●先日の「殊能将之 読書日記 2000-2009 The Reading Diary of Mercy Snow」を読み終えて充足しつつ、やはりこれが読書日記である以上、ここで触れられているなにかを続いて読まなければおもしろくない。が、ポール・アルテにはどうしても食指が動かず、ひとまず未読だったジーン・ウルフの中短篇集「デス博士の島その他の物語」(国書刊行会「未来の文学」)を手に取る。傑作であることは承知していても、そう簡単には読む気になれないのがジーン・ウルフ。華麗とされる原文体や巧緻を極めた物語構造といった評判に身構えつつも、今さらながら。
●表題作「デス博士の島その他の物語」がすばらしい。主人公の少年は離婚した母親とともに暮らしている。少年は「デス博士の島」という、どうやらH.G.ウェルズの「モロー博士の島」をモデルにしたような冒険小説を読んでいる。少年の空想は小説内の登場人物たちを次々と現実世界に呼び寄せる(それが見えるのは少年だけ)。少年の空想を通してだんだん現実世界の様子が読者にも伝わってくるが、母親はドラッグ中毒のようだ。少年は目の前に起きていることと「デス博士の島」の物語世界を行ったり来たりしながら、現実を認識する。

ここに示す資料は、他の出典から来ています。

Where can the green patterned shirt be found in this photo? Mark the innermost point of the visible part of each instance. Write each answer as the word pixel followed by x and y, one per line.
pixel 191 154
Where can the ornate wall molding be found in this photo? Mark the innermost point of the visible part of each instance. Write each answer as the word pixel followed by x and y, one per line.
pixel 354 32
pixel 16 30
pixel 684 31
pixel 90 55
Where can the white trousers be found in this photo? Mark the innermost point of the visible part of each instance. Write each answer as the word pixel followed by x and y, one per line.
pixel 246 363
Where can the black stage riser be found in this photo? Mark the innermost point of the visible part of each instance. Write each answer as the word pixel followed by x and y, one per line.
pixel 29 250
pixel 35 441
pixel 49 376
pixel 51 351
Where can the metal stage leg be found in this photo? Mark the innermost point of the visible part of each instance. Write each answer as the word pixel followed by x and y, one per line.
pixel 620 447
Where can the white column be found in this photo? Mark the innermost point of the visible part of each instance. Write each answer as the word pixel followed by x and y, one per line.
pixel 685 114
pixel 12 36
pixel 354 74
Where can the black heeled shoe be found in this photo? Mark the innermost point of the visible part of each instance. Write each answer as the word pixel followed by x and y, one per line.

●悪役であるデス博士に魅了されている少年は、最後に本を放り出そうとする。少年はデス博士に向かって、最後はもうデス博士が死ぬとわかっているから読みたくないという。デス博士は少年にやさしく微笑む。「だけど、また本を最初から読みはじめれば、みんな帰ってくるんだよ」「きみだってそうなんだ。まだ小さいから理解できないかもしれないが、きみだって同じなんだよ」。デス博士のあいまいな一言で物語は終わる。どうとでもとれるが、ひとまずは物語内物語の存在であるデス博士が、少年に向かって、少年自身も物語内存在であることを指摘するというメタフィクション的な仕掛けになっている。本を読み終えるのが惜しいという読書体験の普遍的な喜びを、そのまま物語内世界に組み込んだものともいえる。

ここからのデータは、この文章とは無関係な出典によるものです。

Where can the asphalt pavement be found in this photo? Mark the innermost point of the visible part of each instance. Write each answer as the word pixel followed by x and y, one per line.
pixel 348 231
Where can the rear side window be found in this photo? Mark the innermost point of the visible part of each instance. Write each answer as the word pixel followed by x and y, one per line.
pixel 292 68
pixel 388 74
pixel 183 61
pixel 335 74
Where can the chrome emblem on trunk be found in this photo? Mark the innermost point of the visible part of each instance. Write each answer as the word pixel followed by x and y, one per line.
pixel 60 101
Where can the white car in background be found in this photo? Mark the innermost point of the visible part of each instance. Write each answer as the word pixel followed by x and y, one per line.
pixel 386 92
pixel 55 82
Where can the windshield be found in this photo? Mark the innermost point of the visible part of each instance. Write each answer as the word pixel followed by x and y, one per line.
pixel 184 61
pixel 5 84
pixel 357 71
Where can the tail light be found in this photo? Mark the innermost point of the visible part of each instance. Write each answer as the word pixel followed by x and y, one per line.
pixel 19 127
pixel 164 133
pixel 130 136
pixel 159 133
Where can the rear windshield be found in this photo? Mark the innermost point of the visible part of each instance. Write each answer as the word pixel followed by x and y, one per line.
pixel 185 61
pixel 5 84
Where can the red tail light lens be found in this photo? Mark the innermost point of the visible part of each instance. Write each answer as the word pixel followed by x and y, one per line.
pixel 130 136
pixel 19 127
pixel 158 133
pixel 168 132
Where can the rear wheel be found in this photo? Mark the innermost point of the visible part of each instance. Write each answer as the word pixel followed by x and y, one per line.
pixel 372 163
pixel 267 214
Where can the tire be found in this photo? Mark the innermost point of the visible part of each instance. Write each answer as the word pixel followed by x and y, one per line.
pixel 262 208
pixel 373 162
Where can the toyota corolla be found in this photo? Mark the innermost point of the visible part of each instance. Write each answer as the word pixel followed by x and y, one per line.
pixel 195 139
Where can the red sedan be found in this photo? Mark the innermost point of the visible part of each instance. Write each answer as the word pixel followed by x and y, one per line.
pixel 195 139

●一種の言葉遊びみたいなものだが、この本には表題作「デス博士の島その他の物語」のほかに、「アイランド博士の死」「死の島の博士」という短篇が収録されている(それぞれ直接的なつながりはない)。さらに念入りにも、前書きのなかで「島の博士の死」という前書き内ショートストーリーまで登場する。とすると、この本を読んだ後に聴くべき音楽といったら、ラフマニノフの交響詩「死の島」しかないだろう。これでラフマニノフが「ドクター」の称号を持っていれば、「博士の死の島」となって完璧なのだが……。
Books: 2015年8月アーカイブ
「デス博士の島その他の物語」(ジーン・ウルフ著)
「ソーラー」(イアン・マキューアン著/新潮社)
●ぜんぜん新刊ではなくて、2011年の夏に刊行された本なのだが、今ごろ読んで身震いした。イアン・マキューアン著の「ソーラー」。世の中には気持ちが悪いほどタイムリーに世に出る本があるのだなあ。2011年は3月11日以来しばらくの間まったくフィクションを読む気になれなかったので、この本もスルーしてしまっていたのだが、もしあの年に読んでいたら、とてつもない破壊力があった。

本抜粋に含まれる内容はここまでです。